There are also different kinds of analysis for accountants to perform. A savvy accountant will help startups decide:
- Quantities and qualities of supplies to order
- Payments of bills to payroll
- Acceptable outreach and business partnerships (from a financial standard)
- Marketing budgets
Analysis on the part of an accountant will also help business owners and key stakeholders detect any instance of fraud that may arise within your growing startup. Access to this raw data, partnered with the time and ability to assess it for irregularities, makes accountants a security asset as much as a financial one.
Report Preparation & Compliance
Startups should expect their bookkeepers and accountants to provide them with financial reports, even though the reports will differ with the positions. An accountant should present their manager with quarterly and annual reports wherein the raw data collected by the bookkeeper has been assessed for the aforementioned irregularities.
These reports should also be turned in according to financial reporting deadlines, and they should meet the requirements placed upon them by the appropriate financial legislation. Taxes, for example – a duty which can be designated either to an accountant or a bookkeeper, depending on the size and scope of the business – need to meet legal standards, or else the affiliated accountant risks a business audit.

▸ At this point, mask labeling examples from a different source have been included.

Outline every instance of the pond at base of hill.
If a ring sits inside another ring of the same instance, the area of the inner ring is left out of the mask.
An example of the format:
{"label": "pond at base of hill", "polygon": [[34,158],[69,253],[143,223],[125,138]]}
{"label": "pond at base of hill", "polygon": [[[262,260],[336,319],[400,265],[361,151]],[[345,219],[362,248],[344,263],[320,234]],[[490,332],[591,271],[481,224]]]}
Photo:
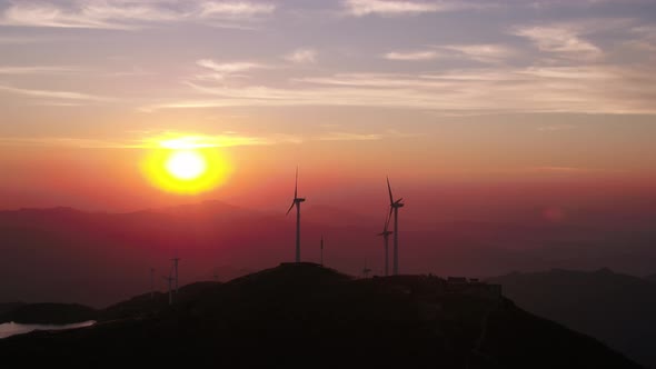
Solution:
{"label": "pond at base of hill", "polygon": [[16,336],[16,335],[23,335],[29,333],[33,330],[62,330],[62,329],[74,329],[74,328],[83,328],[83,327],[91,327],[96,323],[95,320],[82,321],[72,325],[20,325],[13,321],[8,323],[0,325],[0,339]]}

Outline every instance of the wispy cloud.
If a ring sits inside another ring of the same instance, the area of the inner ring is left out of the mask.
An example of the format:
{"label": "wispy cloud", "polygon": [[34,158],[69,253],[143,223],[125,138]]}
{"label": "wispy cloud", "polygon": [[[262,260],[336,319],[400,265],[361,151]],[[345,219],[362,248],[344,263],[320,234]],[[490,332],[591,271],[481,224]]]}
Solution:
{"label": "wispy cloud", "polygon": [[[14,27],[54,27],[137,30],[168,22],[257,20],[274,12],[276,7],[250,1],[186,1],[170,4],[148,0],[88,0],[62,2],[21,1],[9,6],[0,17],[0,24]],[[221,26],[221,24],[218,24]],[[238,27],[237,27],[238,28]]]}
{"label": "wispy cloud", "polygon": [[[61,38],[57,38],[60,40]],[[31,36],[0,36],[0,44],[28,44],[38,42],[50,42],[56,40],[51,37],[31,37]]]}
{"label": "wispy cloud", "polygon": [[[424,76],[355,73],[291,80],[292,87],[188,82],[193,94],[145,111],[182,108],[351,106],[444,114],[654,113],[654,67],[488,68]],[[608,90],[607,86],[614,86]]]}
{"label": "wispy cloud", "polygon": [[111,100],[109,98],[103,98],[103,97],[98,97],[98,96],[81,93],[81,92],[52,91],[52,90],[30,90],[30,89],[21,89],[21,88],[16,88],[16,87],[11,87],[11,86],[3,86],[3,84],[0,84],[0,91],[22,94],[22,96],[29,96],[29,97],[34,97],[34,98],[80,100],[80,101],[109,101],[109,100]]}
{"label": "wispy cloud", "polygon": [[314,63],[317,61],[317,50],[298,49],[285,56],[285,59],[297,64]]}
{"label": "wispy cloud", "polygon": [[514,49],[504,44],[447,44],[438,48],[448,50],[451,58],[466,58],[486,63],[500,62],[516,53]]}
{"label": "wispy cloud", "polygon": [[575,124],[550,124],[550,126],[543,126],[538,127],[538,131],[543,132],[558,132],[558,131],[569,131],[573,129],[577,129],[578,126]]}
{"label": "wispy cloud", "polygon": [[220,19],[252,19],[259,16],[270,14],[276,6],[261,2],[245,1],[206,1],[200,4],[201,18]]}
{"label": "wispy cloud", "polygon": [[399,52],[392,51],[388,52],[384,56],[387,60],[399,60],[399,61],[424,61],[424,60],[433,60],[437,59],[438,54],[435,51],[409,51],[409,52]]}
{"label": "wispy cloud", "polygon": [[242,77],[242,73],[251,70],[269,68],[265,64],[250,61],[217,62],[211,59],[201,59],[196,63],[211,71],[210,73],[197,74],[196,79],[199,80],[223,80],[227,77]]}
{"label": "wispy cloud", "polygon": [[0,66],[0,74],[59,74],[80,71],[76,67],[32,66],[32,67],[3,67]]}
{"label": "wispy cloud", "polygon": [[582,37],[584,32],[586,32],[586,28],[582,24],[568,23],[518,27],[513,30],[514,34],[529,39],[539,50],[545,52],[569,59],[600,59],[604,52],[590,41],[585,40]]}
{"label": "wispy cloud", "polygon": [[408,0],[344,0],[346,13],[354,17],[413,16],[421,13],[483,9],[489,4],[465,1],[408,1]]}

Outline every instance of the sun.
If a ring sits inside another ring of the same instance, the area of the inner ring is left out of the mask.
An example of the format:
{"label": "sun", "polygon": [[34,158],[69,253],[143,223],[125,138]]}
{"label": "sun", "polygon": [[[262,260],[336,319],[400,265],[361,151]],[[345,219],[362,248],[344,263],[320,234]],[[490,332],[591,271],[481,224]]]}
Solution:
{"label": "sun", "polygon": [[171,153],[166,162],[167,171],[185,181],[198,179],[207,171],[207,161],[202,154],[191,150],[180,150]]}
{"label": "sun", "polygon": [[213,190],[231,172],[220,148],[199,143],[195,137],[159,141],[145,157],[142,171],[153,187],[179,195]]}

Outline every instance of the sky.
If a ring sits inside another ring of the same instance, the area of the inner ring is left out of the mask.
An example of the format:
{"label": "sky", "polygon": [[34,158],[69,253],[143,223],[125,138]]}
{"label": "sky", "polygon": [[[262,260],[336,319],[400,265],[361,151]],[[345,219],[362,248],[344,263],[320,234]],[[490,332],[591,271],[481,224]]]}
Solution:
{"label": "sky", "polygon": [[[655,82],[647,0],[0,0],[0,208],[654,196]],[[153,186],[179,138],[221,183]]]}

Make sure to share our Startup Tax Guide with your accountant to make sure your business is taking advantage of all the deductions it should be!
Reviewing Employee Timesheets
When compared to the aforementioned compliance with governmental and taxable legalities, monitoring employee timesheets should seem like a low-stress accounting responsibility. In fact, this responsibility is equally as essential as double-checking tax forms. Startup accountants should, ideally, check employee timesheets a day or two before the work week comes to an end to ensure that all employees have submitted their appropriate reports.

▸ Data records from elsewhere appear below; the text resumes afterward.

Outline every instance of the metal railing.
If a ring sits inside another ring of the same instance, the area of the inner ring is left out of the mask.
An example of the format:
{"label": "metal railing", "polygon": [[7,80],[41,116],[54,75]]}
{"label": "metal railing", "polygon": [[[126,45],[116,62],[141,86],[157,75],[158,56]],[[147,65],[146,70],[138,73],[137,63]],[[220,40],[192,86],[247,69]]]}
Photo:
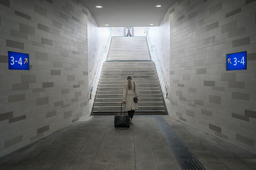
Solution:
{"label": "metal railing", "polygon": [[159,60],[157,58],[157,56],[156,55],[155,48],[154,48],[154,46],[151,44],[150,39],[149,39],[149,36],[148,36],[148,32],[149,31],[149,28],[148,28],[146,29],[146,32],[147,32],[146,37],[147,37],[147,41],[148,42],[148,46],[150,48],[151,51],[153,52],[153,53],[154,53],[154,56],[155,56],[155,61],[156,62],[156,64],[157,65],[157,68],[158,69],[159,73],[160,74],[160,78],[161,79],[161,81],[162,82],[162,87],[164,89],[163,91],[164,91],[164,95],[165,96],[165,98],[167,98],[168,97],[168,92],[167,91],[167,88],[166,88],[166,86],[165,86],[165,83],[164,83],[164,80],[163,79],[163,77],[162,74],[162,71],[161,71],[161,68],[160,67],[160,64],[159,64]]}
{"label": "metal railing", "polygon": [[94,92],[94,90],[95,89],[95,85],[96,84],[96,81],[98,79],[98,76],[99,76],[99,71],[100,70],[100,69],[101,68],[101,65],[102,61],[102,59],[103,58],[103,55],[104,53],[105,53],[107,51],[108,49],[109,48],[109,44],[110,43],[110,41],[111,40],[112,35],[111,34],[112,33],[112,28],[109,28],[110,31],[110,34],[109,37],[109,39],[108,40],[108,43],[106,46],[104,46],[102,47],[102,50],[101,53],[101,57],[100,57],[100,59],[98,63],[98,66],[97,66],[97,69],[96,69],[96,71],[95,73],[95,77],[94,77],[94,83],[93,84],[93,85],[92,86],[92,88],[91,89],[91,92],[90,92],[90,99],[92,99],[93,98],[93,96]]}

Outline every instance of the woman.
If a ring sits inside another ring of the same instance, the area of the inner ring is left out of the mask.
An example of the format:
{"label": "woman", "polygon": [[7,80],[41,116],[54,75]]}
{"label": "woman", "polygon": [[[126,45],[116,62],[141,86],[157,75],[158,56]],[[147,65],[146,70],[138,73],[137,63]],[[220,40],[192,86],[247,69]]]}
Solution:
{"label": "woman", "polygon": [[[127,80],[128,82],[124,84],[124,86],[123,103],[126,103],[125,111],[128,111],[129,116],[130,116],[130,124],[132,124],[132,117],[133,117],[135,110],[138,109],[138,103],[134,102],[133,98],[136,97],[138,101],[139,94],[138,93],[138,89],[137,89],[137,84],[135,82],[131,81],[132,76],[130,75],[128,76]],[[134,88],[135,95],[134,95]]]}

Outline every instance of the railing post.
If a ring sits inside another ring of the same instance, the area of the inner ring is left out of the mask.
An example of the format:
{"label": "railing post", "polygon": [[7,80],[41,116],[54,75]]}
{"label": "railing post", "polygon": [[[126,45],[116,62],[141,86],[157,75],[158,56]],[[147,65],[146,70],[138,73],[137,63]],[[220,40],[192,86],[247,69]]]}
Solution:
{"label": "railing post", "polygon": [[150,47],[150,50],[151,52],[153,52],[154,53],[154,56],[155,56],[155,61],[156,62],[156,64],[157,65],[157,68],[158,69],[159,73],[160,74],[160,78],[161,79],[161,81],[162,82],[163,91],[164,92],[164,94],[165,96],[165,98],[167,98],[168,97],[168,92],[167,91],[167,88],[165,86],[165,83],[164,83],[164,80],[163,79],[163,77],[162,76],[162,71],[161,70],[161,68],[160,67],[160,65],[159,64],[159,60],[157,58],[157,56],[156,55],[156,51],[155,50],[154,47],[153,45],[151,44],[150,40],[149,39],[149,36],[148,36],[148,32],[149,30],[146,30],[147,32],[147,39],[148,42],[148,45],[149,47]]}
{"label": "railing post", "polygon": [[92,86],[92,88],[91,89],[91,91],[90,91],[90,99],[92,99],[93,98],[93,96],[94,95],[94,90],[95,89],[95,84],[96,83],[96,81],[98,79],[98,74],[99,74],[99,71],[100,70],[100,68],[101,67],[101,62],[102,61],[102,59],[103,58],[103,55],[105,53],[106,53],[107,50],[108,50],[108,48],[109,46],[109,44],[110,43],[110,40],[111,39],[111,37],[112,37],[112,35],[111,35],[111,34],[112,33],[112,29],[111,28],[111,29],[109,29],[109,30],[110,30],[110,34],[109,34],[109,39],[108,40],[108,43],[107,44],[107,45],[106,46],[104,46],[102,47],[102,50],[101,51],[101,56],[100,57],[100,60],[99,60],[98,61],[98,66],[97,66],[97,68],[96,69],[96,71],[95,73],[95,78],[94,78],[94,83],[93,84],[93,85]]}

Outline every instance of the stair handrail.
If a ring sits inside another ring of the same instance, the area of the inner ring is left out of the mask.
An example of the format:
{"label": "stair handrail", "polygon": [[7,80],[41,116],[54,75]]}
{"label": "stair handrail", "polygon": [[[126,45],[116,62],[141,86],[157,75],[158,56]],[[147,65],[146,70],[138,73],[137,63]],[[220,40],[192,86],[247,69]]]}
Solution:
{"label": "stair handrail", "polygon": [[157,68],[158,69],[158,71],[160,74],[160,78],[161,79],[161,81],[162,82],[162,87],[164,89],[163,91],[164,92],[164,95],[165,96],[165,98],[167,98],[168,97],[168,92],[167,91],[167,88],[166,88],[166,86],[165,86],[165,83],[164,83],[164,80],[163,77],[162,76],[162,71],[161,71],[161,68],[160,67],[160,64],[159,64],[159,60],[157,57],[157,55],[156,55],[156,50],[155,49],[154,46],[154,45],[153,45],[151,44],[150,39],[149,38],[149,36],[148,36],[149,28],[148,27],[147,29],[146,29],[146,32],[147,32],[146,37],[147,37],[147,41],[148,42],[148,45],[150,48],[151,51],[153,52],[153,53],[154,53],[154,56],[155,57],[155,61],[156,62],[156,64],[157,65]]}
{"label": "stair handrail", "polygon": [[96,83],[96,81],[97,80],[97,79],[98,78],[98,77],[99,75],[99,71],[100,70],[100,68],[101,65],[101,62],[102,61],[102,59],[103,58],[103,55],[104,54],[104,53],[105,53],[108,51],[109,44],[110,43],[110,41],[111,40],[112,33],[112,28],[110,27],[109,28],[109,30],[110,31],[109,39],[108,40],[108,43],[107,43],[107,44],[102,47],[102,50],[101,53],[101,57],[100,57],[100,59],[98,61],[97,69],[96,69],[96,71],[95,72],[95,78],[94,78],[94,83],[93,84],[93,85],[92,86],[92,88],[91,89],[90,99],[92,99],[92,98],[93,98],[93,94],[94,92],[94,90],[95,89],[95,84]]}

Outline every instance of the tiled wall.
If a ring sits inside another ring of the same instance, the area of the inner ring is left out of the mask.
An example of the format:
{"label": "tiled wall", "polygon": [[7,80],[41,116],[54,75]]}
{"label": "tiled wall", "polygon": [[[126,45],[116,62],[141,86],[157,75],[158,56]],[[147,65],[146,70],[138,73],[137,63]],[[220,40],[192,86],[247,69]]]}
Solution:
{"label": "tiled wall", "polygon": [[[150,29],[152,39],[169,32],[168,114],[254,153],[255,13],[255,0],[179,0]],[[245,51],[247,70],[226,71],[226,55]]]}
{"label": "tiled wall", "polygon": [[[90,115],[99,30],[76,0],[0,1],[0,157]],[[9,70],[9,51],[30,70]]]}

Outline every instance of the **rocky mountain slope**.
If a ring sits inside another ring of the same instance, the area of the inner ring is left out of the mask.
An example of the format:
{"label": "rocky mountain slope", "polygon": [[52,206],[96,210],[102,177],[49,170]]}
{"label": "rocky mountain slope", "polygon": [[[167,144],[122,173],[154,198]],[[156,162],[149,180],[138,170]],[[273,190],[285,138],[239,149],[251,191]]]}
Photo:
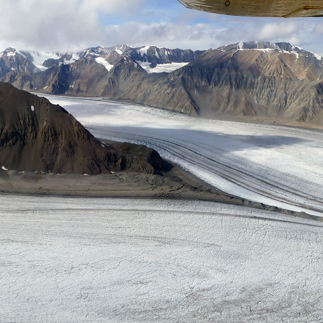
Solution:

Likewise, when applicable, accountants are responsible for compensating a business’ employees for overtime. It does not matter whether that overtime was approved or not; businesses must compensate their employees for their time in the office. An attentive accountant, however, can step in before an employee’s hours exceed a standard limit and ensure that your startup maintains its bottom line.

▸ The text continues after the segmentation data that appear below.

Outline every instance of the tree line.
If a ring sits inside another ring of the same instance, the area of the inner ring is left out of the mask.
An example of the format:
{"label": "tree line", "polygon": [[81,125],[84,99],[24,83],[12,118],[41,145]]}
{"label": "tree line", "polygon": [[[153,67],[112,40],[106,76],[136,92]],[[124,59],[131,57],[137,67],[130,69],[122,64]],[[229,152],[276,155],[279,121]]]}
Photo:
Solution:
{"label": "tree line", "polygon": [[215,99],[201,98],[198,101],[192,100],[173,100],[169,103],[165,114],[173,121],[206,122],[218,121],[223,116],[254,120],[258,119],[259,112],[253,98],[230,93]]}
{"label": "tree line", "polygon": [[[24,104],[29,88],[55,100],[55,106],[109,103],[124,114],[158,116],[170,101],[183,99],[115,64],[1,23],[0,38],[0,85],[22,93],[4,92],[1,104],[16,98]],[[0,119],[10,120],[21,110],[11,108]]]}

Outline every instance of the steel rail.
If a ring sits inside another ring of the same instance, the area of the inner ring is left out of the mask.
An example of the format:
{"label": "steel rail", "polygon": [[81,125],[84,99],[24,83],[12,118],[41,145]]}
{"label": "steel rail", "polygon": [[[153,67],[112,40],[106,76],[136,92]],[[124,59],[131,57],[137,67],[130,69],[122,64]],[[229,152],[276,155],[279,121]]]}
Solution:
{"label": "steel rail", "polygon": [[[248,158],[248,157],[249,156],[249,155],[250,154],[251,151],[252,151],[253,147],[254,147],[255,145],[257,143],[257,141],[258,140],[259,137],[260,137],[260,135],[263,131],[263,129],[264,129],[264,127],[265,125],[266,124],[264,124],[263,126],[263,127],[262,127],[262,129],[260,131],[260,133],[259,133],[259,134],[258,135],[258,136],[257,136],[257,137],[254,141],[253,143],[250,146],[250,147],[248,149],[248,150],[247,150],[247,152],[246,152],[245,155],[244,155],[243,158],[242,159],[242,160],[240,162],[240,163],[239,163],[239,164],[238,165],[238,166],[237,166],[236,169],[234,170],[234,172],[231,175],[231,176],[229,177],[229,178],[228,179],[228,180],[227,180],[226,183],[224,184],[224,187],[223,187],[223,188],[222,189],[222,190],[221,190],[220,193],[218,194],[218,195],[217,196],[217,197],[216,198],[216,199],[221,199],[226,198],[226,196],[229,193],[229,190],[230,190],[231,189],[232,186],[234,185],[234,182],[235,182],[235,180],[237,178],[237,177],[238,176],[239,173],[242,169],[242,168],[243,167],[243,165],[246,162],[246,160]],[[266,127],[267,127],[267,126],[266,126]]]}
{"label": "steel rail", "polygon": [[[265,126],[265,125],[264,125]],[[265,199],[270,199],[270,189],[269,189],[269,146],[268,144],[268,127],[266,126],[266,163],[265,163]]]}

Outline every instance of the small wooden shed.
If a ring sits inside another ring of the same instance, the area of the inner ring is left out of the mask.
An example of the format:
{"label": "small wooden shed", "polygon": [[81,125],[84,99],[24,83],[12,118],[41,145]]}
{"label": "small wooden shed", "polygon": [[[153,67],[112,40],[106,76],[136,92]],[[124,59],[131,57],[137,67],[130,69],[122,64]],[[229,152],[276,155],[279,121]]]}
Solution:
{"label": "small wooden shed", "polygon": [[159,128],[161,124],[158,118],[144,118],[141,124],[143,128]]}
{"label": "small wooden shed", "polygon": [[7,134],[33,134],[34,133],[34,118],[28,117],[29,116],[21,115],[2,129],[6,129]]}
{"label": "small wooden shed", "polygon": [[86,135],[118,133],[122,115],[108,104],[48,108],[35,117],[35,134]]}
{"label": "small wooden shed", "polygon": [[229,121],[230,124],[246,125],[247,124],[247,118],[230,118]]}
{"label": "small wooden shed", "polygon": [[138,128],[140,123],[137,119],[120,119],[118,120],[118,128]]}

Establishing & Maintaining Payroll
Last but not least, it’s a startup accountant, not a startup bookkeeper, who needs to establish payroll for your employees. While a small startup may only require one or two additional staff members, your accountant should still collect and process their financial data through encrypted software to ensure that their pay comes on time and through safe avenues.
Accountants can also plan ahead for potential promotions, business growth, or an overall increase in employee salary.
While crossover exists between the responsibilities of a bookkeeper and an accountant, accountants have a more distant – but no less influential – impact on the functionality of a growing startup. If you make sure your accountant is well-versed in their responsibilities when you onboard them, you’ll find that your day-to-day operations will run like clockwork!